Tuesday, November 20, 2018

Yep, Aly is a hider. Figured as much. I just don’t know if she’s an intentional hider or if her browser is automatically hiding her and she doesn’t realize it. Regardless, she said she got my email and has questions about it, which she’ll ask tomorrow. She’s recovering from a cold now.

Not sharing this entry with anyone because it’s going to be pretty down and negative. I’m definitely, definitely keeping my main PB account strictly for generic events only. No longer will I discuss my health because I don’t want people giving me suggestions that I may be tempted to waste my time trying. I appreciate their suggestions and advice but it hasn’t done me any good yet. The magnesium hasn’t helped, the Liothyronine was a bust, and I’m sure the ACV shots will prove to be just as worthless come December.

There are other reasons for keeping certain subjects private as well. When it comes time to sell the house, for example, I don’t want potential buyers looking me up and reading how noisy it is here.

Okay, here’s my private health update. Yesterday my anxiety increased in intensity and it started to get a bit scary. No booming heart but tons of adrenaline stabbing me in the chest. I was totally miserable and it was absolutely horrible. I was anxious, I was depressed, and I was suicidal. I literally would have killed myself if it were as simple as snapping my fingers.

So finally I messaged Dr. O and told her what was going on and that I want to drop back to 50 mcg of the original drug and leave it at that for at least 6 months. I said I understand the medication may not be the only culprit and that my hormones may still be unsettled but I’ve had enough of the on-and-off suffering for over 4 years now.

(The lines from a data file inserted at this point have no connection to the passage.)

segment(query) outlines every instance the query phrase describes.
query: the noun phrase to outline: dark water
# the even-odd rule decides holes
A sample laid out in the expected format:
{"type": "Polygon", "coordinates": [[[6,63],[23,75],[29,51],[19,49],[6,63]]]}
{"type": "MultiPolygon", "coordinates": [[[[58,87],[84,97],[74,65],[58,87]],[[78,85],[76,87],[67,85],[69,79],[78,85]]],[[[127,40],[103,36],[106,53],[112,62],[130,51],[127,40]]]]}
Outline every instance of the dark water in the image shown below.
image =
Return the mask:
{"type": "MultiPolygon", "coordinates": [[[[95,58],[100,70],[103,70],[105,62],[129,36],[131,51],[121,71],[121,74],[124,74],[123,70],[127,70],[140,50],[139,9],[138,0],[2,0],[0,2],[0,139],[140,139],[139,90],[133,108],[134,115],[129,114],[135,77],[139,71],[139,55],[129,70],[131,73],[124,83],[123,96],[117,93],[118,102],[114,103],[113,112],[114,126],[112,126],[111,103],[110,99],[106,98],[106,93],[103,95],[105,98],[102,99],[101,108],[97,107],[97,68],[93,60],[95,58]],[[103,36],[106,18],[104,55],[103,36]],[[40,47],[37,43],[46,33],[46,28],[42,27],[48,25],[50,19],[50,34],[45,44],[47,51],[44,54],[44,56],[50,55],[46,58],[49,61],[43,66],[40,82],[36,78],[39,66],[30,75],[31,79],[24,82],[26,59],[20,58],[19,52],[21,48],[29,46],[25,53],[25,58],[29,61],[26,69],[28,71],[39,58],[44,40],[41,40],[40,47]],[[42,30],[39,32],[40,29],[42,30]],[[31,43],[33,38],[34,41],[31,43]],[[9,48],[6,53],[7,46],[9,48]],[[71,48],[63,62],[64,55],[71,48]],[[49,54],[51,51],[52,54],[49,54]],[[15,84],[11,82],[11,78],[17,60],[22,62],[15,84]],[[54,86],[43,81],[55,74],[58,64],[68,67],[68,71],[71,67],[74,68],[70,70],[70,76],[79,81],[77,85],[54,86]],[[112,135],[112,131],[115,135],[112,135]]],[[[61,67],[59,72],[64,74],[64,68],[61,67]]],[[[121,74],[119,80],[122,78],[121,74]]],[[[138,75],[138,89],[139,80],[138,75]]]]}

I gave her all the dates in which I’ve been keeping track of…when I started the Liothyronine, the 10 days I felt good, when the anxiety began.

Thanks to Aly telling me she could tell when her hematologist picked up her message, I remembered to check and when I got up tonight I found that the message had gone from unopened to reviewed even though I haven’t gotten any calls or messages.

Depending on how I do throughout the night after skipping everything (been up 8 hours and feel fine so far), I may message her again and let her know that I’ve definitely had enough and have definitely made up my mind about scaling back to 50s for a while and that I’ll have my PCP look into hormone replacement therapy for me if the anxiety does continue or see if anything else could be wrong with me. I’ll also tell her that I’ll be happy to go to the lab as planned next month and see my PCP but wonder if there really is anything more she could do for me at the moment and so I don’t see the point in keeping our December appointment. I’ll tell her I appreciate her trying me on Liothyronine and won’t cancel our appointment until I hear back from her but at this point, I just don’t see what more she can really do for me.

No more motorcycles in the middle of the night since I last bitched about it but I don’t think whoever it is lives here either. It’s a hell of an odd time to be visiting so I’m guessing they might sleep during the day, work 2nd shift, and then visit late at night. I think if they lived here I would hear the fucking thing multiple times a day.

I’m kind of on a nut diet of sorts. Since nuts are healthy and rich in protein, which helps curb hunger, I’m snacking on those as opposed to sugary treats. Yesterday I had a meal at the beginning of my day, snacked on nuts all day, then at the end of the day, I realized I wasn’t hungry for the second meal I planned to have. I did, however, make and finish the rest of my chicken wings before they could go bad, and also treated myself to some candy when we ran out to Walgreens to get more nuts as I was already anxious anyway. Yet I still woke up down a pound.